“I’m afraid your luck’s out, old chap,” Dunn muttered, apostrophizing the unconscious man. “But you did your best to brain me, and that gives me a sort of right to make you useful. Besides, if the police do run you in, it won’t mean anything worse than a few questions it’ll be your own fault if you can’t answer. Anyhow, I can’t afford to run the risk of some blundering fool of a policeman trying to arrest me for assaulting the local magnate.”
Much relieved in mind, for he had been greatly worried by a fear that this encounter with John Clive might lead to highly inconvenient legal proceedings, he left the unlucky burglar lying in the shelter of the furze bushes and returned to the house.
All was as he had left it, the open window gaped widely, almost inviting entrance, and he climbed silently within. The apartment in which he found himself was apparently the drawing-room and he felt his way cautiously and slowly across it, moving with infinite care so as to avoid making even the least noise.
Reaching the door, he opened it and went out into the hall. All was dark and silent. He permitted himself here to flash on his electric torch for a moment, and he saw that the hall was spacious and used as a lounge, for there were several chairs clustered in its centre, opposite the fireplace. There were two or three doors opening from it, and almost opposite where he stood were the stairs, a broad flight leading to a wide landing above.
Still with the same extreme silence and care, he began to ascend these stairs and when he was about half-way up he became aware of a faint and strange sound that came trembling through the silence and stillness of the night.

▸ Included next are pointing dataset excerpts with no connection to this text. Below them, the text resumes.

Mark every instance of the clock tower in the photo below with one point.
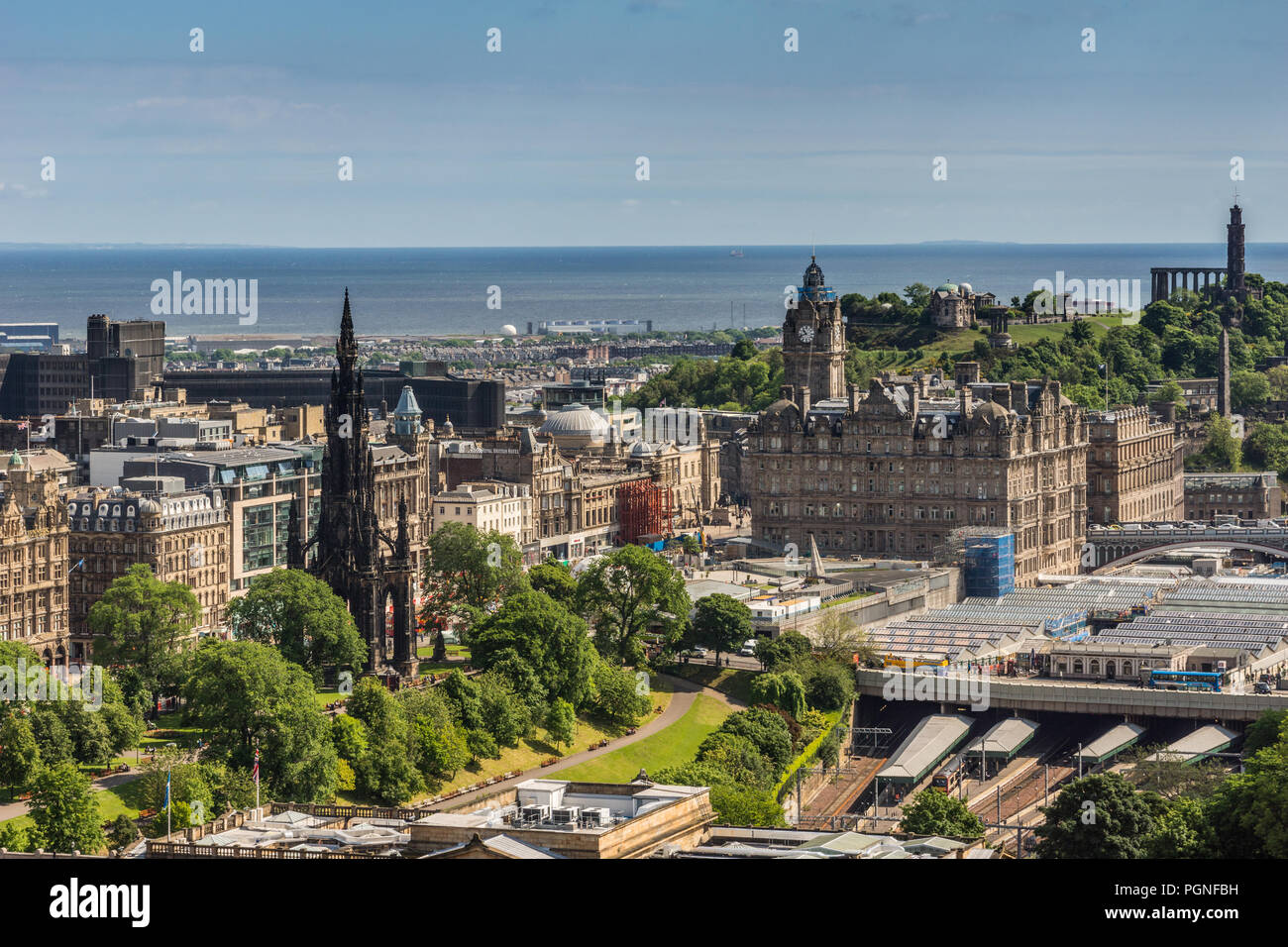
(814, 339)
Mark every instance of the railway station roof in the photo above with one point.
(1111, 742)
(1211, 738)
(928, 742)
(1008, 737)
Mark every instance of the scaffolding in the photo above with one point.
(643, 508)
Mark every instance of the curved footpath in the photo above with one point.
(686, 692)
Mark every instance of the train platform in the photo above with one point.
(1192, 746)
(926, 746)
(1111, 744)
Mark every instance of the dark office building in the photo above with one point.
(121, 363)
(468, 402)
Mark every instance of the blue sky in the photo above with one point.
(454, 146)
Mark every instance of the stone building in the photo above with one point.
(581, 472)
(1247, 495)
(814, 339)
(34, 564)
(1134, 468)
(956, 305)
(488, 505)
(892, 474)
(183, 535)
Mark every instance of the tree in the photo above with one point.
(1248, 389)
(741, 805)
(1222, 453)
(246, 696)
(300, 616)
(63, 812)
(735, 761)
(348, 736)
(20, 755)
(1278, 379)
(1081, 333)
(555, 579)
(767, 732)
(1247, 810)
(468, 573)
(1262, 732)
(505, 715)
(618, 694)
(442, 748)
(1099, 815)
(123, 834)
(629, 591)
(1181, 831)
(142, 622)
(562, 722)
(828, 685)
(837, 637)
(776, 652)
(934, 812)
(720, 622)
(917, 295)
(546, 635)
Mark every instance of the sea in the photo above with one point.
(477, 292)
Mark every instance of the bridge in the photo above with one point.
(1038, 694)
(1112, 547)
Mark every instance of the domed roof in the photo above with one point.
(991, 410)
(575, 420)
(812, 277)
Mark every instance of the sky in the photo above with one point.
(537, 145)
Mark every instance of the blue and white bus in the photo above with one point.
(1186, 681)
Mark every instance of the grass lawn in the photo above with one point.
(532, 751)
(668, 748)
(734, 682)
(125, 799)
(962, 341)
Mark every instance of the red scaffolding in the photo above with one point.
(643, 508)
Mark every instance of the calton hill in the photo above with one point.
(1102, 361)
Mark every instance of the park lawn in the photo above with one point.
(671, 746)
(531, 753)
(734, 682)
(962, 341)
(125, 799)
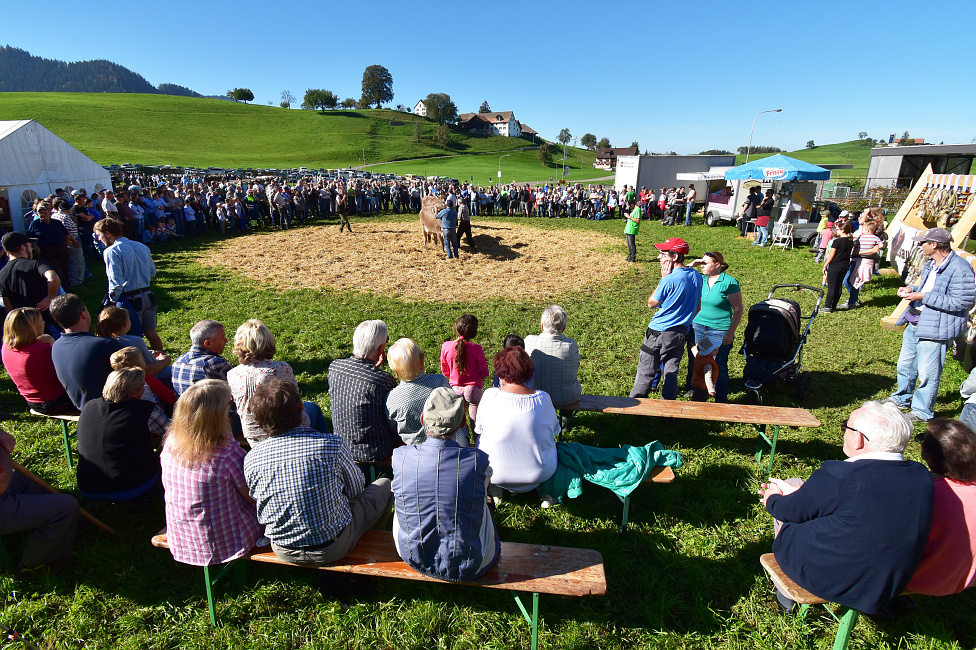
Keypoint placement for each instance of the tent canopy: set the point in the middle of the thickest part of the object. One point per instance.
(778, 168)
(35, 160)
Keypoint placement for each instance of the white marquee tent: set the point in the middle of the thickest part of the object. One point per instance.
(35, 162)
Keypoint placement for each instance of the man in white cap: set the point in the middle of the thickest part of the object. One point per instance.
(937, 314)
(676, 300)
(442, 525)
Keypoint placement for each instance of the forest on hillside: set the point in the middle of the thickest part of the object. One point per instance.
(22, 72)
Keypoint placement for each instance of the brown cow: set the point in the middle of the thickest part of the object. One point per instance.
(430, 225)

What it was he could not imagine. He listened for a time and then resumed his silent progress with even more care than previously, and only when he reached the landing did he understand that this faint and low sound he heard was caused by a woman weeping very softly in one of the rooms near by.
Silently he crossed the landing in the direction whence the sound seemed to come. Now, too, he saw a thread of light showing beneath a door at a little distance, and when he crept up to it and listened he could hear for certain that it was from within this room that there came the sound of muffled, passionate weeping.

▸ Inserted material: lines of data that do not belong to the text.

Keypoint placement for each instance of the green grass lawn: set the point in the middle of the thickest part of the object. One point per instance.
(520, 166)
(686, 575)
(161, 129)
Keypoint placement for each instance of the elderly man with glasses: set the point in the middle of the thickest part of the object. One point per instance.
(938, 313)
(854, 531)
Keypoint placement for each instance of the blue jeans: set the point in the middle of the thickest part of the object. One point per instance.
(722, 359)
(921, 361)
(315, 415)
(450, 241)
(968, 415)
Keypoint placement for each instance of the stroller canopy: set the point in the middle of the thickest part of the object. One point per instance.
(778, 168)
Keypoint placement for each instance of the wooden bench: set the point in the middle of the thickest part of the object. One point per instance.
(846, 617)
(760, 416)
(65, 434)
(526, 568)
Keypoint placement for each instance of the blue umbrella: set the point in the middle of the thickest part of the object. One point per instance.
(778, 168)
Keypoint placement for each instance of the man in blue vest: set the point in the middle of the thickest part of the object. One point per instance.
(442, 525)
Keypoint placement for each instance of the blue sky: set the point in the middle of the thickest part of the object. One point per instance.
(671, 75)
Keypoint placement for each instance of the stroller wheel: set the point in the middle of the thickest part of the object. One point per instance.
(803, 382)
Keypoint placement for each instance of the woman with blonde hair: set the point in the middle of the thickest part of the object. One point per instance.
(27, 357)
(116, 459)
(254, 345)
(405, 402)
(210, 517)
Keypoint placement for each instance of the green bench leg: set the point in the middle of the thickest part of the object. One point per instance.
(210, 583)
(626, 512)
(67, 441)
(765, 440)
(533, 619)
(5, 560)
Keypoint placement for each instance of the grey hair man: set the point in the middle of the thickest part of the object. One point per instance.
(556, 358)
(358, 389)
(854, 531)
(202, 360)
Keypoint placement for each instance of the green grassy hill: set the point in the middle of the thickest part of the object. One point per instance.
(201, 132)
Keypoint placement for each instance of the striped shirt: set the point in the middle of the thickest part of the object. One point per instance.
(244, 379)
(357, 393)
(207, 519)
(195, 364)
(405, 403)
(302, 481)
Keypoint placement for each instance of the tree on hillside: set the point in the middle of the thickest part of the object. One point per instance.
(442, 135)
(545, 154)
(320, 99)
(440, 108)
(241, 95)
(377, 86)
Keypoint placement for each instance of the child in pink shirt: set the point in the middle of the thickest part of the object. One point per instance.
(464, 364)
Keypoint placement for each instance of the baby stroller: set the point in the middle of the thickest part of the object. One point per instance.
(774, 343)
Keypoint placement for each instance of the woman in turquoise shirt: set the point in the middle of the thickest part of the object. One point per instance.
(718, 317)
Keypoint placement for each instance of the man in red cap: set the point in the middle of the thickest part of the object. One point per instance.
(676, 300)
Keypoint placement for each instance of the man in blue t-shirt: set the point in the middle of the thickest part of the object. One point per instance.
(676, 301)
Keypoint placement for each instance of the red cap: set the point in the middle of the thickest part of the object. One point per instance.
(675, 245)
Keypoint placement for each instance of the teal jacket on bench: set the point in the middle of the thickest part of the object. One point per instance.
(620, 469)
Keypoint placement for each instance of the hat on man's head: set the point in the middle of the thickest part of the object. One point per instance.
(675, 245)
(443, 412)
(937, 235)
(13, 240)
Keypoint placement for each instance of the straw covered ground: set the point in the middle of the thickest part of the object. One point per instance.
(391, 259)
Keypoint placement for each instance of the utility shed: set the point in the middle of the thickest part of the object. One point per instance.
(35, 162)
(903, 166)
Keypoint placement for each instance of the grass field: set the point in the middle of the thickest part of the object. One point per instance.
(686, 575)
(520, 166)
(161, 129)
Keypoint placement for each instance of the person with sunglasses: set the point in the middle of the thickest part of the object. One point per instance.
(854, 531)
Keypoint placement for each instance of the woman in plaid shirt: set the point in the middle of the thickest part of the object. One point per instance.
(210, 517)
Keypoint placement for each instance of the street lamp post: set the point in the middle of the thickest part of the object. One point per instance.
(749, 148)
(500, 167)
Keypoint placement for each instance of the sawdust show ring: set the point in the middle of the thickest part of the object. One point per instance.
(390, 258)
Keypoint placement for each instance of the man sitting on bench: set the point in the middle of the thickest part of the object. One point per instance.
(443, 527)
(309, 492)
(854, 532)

The door was closed, but he turned the handle so carefully that he made not the least sound and very cautiously he began to push the door back, the tiniest fraction of an inch at a time, so that even one watching closely could never have said that it moved.
When, after a long time, during which the muffled weeping never ceased, he had it open an inch or two, he leaned forward and peeped within.
It was a bed-chamber, and, crouching on the floor near the fireplace, in front of a low arm-chair, her head hidden on her arms and resting on the seat of the chair, was the figure of a girl. She had made no preparations for retiring, and by the frock she wore Dunn recognized her as the girl he had seen on the veranda bidding good-bye to John Clive.